Agile project management in the construction industry is a process of performing tasks in an orderly and agile manner to ensure proper time management and cost control on ongoing projects.
It breaks down large projects into smaller tasks and focuses on continuous communication and collaboration between teams such as contractors, stakeholders, workers, suppliers, and consultants.
This agile methodology helps mitigate risks associated with contract negotiations, schedule delays, changes in project scope, and more through shortened, iterative development cycles while being flexible enough to adapt to changes that occur as the project progresses.
Agile project management in construction allows you to quickly assess potential issues before they arise and adjust workflows accordingly without sacrificing productivity or quality.
A construction project is generally managed in a sequential manner. The typical life cycle of a construction project typically goes through the following phases:
- Post-Construction & Operation
Before the design phase can begin, there is usually a shorter conceptual design phase where the requirements for the project are gathered.
The entire process is linear, meaning that one phase must be completed before the next begins. In common parlance, these phases in a project plan are called phase gates.
Agile project management can be applied in the planning phase, which consists of design and pre-construction. Here, the focus of Agile construction teams is to create an iterative work process, often delivering value as they adapt to change. Using sketches, site plans, and so on, they try to gather initial customer feedback as quickly as possible to ensure that requirements have been properly communicated.
This allows them to adapt to changes early on, which is an industry like construction that is much more cost-effective than reworking later.
The benefits of agile management in the design phase of a construction project can be summarised in the following points
Higher product quality:
Continuous updates to plans and designs result in higher design quality. Through continuous iterations and sprints, a design is conceptualised quickly. This also improves the process and work.
Eliminating low transparency:
One challenge that construction companies often face is the inability to properly track their processes from concept to execution, resulting in a chaotic environment. To solve this problem, Agile preaches visualisation at every step of the workflow.
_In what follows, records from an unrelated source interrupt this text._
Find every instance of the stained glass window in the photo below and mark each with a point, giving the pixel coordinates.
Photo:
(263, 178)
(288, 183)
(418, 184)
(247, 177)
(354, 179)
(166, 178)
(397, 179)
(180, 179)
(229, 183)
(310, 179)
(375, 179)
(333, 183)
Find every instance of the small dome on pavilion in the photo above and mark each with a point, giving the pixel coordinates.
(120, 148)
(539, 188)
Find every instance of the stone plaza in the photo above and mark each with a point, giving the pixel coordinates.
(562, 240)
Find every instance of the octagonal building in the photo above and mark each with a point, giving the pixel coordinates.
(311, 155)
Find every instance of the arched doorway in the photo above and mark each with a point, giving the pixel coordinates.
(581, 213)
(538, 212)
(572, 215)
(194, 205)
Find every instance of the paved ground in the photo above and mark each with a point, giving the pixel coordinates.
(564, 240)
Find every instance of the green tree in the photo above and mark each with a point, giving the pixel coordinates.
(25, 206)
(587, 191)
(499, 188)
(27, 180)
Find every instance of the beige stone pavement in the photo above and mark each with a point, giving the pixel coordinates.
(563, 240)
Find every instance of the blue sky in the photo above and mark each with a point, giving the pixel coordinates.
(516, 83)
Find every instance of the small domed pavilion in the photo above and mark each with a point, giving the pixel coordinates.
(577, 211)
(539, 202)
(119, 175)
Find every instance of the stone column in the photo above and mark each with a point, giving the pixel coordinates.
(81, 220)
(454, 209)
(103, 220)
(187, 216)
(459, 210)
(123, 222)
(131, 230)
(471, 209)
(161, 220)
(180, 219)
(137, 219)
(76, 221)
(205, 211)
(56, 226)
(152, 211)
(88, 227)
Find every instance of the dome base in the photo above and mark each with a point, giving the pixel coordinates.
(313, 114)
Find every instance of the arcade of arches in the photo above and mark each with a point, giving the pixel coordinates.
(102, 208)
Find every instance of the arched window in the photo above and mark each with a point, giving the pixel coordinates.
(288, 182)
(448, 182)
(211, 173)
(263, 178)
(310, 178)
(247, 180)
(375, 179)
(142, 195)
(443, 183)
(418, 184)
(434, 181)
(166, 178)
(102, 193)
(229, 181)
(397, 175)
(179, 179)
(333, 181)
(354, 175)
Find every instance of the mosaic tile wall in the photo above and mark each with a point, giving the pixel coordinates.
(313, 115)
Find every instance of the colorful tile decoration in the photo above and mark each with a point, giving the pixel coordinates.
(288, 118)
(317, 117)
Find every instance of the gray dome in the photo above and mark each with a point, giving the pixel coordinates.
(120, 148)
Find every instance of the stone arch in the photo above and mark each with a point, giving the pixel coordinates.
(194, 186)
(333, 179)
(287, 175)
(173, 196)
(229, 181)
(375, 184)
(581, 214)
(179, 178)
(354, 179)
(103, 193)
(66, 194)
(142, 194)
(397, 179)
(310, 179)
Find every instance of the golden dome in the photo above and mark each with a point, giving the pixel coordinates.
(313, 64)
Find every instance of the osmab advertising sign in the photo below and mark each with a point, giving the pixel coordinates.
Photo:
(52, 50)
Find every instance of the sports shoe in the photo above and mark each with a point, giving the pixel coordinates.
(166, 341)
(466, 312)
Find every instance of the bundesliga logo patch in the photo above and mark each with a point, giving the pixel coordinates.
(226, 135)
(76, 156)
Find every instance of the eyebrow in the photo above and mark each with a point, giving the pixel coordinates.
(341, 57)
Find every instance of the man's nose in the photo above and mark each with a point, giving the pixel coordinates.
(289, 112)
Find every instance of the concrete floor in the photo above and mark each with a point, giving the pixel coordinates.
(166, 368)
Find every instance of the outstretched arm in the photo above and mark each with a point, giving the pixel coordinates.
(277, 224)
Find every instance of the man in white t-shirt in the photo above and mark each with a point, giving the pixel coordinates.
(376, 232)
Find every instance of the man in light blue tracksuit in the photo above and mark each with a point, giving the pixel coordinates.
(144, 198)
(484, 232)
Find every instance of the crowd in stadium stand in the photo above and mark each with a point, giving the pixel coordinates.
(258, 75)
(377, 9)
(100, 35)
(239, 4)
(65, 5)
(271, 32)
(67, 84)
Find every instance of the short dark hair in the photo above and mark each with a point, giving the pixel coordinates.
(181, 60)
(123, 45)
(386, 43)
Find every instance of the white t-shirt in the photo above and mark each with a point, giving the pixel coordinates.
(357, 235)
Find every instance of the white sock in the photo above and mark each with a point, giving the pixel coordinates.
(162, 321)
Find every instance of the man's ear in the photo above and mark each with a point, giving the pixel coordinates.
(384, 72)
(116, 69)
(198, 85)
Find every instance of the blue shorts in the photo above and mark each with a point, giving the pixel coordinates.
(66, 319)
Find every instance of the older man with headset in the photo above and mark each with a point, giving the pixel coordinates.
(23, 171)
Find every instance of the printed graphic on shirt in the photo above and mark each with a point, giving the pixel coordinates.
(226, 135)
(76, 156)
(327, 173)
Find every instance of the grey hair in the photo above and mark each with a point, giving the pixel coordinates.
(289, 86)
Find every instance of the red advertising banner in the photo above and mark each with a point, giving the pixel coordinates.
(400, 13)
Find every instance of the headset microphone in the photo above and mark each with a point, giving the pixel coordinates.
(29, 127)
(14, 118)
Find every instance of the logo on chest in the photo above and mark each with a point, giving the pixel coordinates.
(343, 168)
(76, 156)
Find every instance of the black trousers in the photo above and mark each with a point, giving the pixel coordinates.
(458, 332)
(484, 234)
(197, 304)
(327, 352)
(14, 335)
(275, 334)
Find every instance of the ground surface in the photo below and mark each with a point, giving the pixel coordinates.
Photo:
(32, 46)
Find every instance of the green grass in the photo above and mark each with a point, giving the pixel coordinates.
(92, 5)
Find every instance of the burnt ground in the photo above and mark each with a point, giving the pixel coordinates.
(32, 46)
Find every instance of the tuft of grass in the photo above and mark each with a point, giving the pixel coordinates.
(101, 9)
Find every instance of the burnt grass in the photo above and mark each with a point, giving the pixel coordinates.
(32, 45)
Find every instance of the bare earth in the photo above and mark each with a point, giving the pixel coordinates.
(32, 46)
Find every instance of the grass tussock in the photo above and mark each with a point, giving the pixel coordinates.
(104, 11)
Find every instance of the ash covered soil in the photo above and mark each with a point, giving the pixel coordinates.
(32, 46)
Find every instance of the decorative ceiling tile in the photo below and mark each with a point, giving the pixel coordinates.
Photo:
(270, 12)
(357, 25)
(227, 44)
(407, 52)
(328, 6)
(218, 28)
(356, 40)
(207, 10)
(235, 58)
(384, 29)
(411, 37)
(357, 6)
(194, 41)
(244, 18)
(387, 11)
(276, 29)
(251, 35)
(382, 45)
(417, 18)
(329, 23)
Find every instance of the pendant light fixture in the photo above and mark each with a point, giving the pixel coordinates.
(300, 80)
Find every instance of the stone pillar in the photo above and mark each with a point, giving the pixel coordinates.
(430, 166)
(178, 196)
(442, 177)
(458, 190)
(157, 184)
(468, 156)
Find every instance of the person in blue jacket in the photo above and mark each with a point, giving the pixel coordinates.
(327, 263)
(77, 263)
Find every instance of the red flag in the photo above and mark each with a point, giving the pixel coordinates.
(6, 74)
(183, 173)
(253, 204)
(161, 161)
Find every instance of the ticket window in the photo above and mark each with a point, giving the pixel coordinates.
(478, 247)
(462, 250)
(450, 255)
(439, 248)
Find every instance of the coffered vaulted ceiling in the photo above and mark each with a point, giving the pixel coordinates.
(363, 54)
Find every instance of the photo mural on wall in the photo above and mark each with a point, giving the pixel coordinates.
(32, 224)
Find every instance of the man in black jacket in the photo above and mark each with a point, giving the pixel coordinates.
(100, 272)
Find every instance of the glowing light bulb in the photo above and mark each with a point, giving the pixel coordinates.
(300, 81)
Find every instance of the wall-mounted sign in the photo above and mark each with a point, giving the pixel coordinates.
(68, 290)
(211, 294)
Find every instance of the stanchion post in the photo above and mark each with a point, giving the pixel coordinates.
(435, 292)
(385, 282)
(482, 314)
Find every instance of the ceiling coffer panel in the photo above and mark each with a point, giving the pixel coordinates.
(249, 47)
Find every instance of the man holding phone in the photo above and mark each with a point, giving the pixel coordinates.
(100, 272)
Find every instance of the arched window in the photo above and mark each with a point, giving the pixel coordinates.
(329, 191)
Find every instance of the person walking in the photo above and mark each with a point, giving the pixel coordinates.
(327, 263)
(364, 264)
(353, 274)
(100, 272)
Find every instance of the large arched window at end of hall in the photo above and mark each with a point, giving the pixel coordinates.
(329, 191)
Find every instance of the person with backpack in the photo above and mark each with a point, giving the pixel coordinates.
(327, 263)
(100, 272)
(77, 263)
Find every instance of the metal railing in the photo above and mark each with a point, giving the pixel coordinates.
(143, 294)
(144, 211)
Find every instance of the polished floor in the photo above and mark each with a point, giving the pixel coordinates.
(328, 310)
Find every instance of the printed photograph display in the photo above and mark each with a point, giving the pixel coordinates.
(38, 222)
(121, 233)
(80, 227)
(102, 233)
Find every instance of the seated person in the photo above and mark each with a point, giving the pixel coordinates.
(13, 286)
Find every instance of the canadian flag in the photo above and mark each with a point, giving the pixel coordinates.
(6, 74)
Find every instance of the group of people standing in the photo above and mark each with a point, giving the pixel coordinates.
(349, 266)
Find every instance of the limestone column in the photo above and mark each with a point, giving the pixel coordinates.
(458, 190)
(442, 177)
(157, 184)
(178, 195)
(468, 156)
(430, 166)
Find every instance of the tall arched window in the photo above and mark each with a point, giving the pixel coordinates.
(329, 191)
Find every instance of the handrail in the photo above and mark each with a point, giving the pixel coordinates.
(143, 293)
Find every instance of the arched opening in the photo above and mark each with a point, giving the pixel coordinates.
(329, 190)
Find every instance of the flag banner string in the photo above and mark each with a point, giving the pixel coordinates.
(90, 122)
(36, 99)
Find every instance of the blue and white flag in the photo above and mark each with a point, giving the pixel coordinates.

In practice, this can be achieved by integrating Kanban boards where Agile builds teams can visualise the phases (and subphases) of their work process. Over time, these boards become value stream maps that enable teams to quickly identify constraints, eliminate waste, and respond promptly to issues as they arise.
Eliminating communication errors:
Incorporating regular feedback loops to synchronise progress and discuss issues is Agile’s way of addressing this problem. For example, Agile design teams hold daily meetings where they outline what work has been completed, and what they have left to do, and discuss anything that is getting in their way.
This keeps everyone on the same page and ensures that any obstacles are uncovered as quickly as possible.
Improving project delays:
Most construction project delays are due to inaccurate contractor estimates, inadequate risk management, inaccurate designs, and a lack of understanding of needs. With regular meetings and sprints, the team can eliminate these issues as much as possible. It also holds stakeholders accountable for their needs and decisions.
Higher customer satisfaction:
Agile incorporates customer feedback and ensures that customers are constantly involved from the beginning of product development and throughout the development process.
For some medium to small build projects, the build plan can be broken down into smaller sprints so that the customer can see the benefits relatively quickly, rather than waiting for the entire project to end and then evaluating it. This gives the customer the flexibility to make changes to the design in the next sprints and so on.
Try Agile Project Management today
Agile project management brings useful tools and techniques, like the Earned Value Management system, that should be used by the construction project management industry. The time is now to embrace agile principles and practices in order to cope with the changing needs and expectations of the market, reduce risks and uncertainties, and increase efficiency and quality.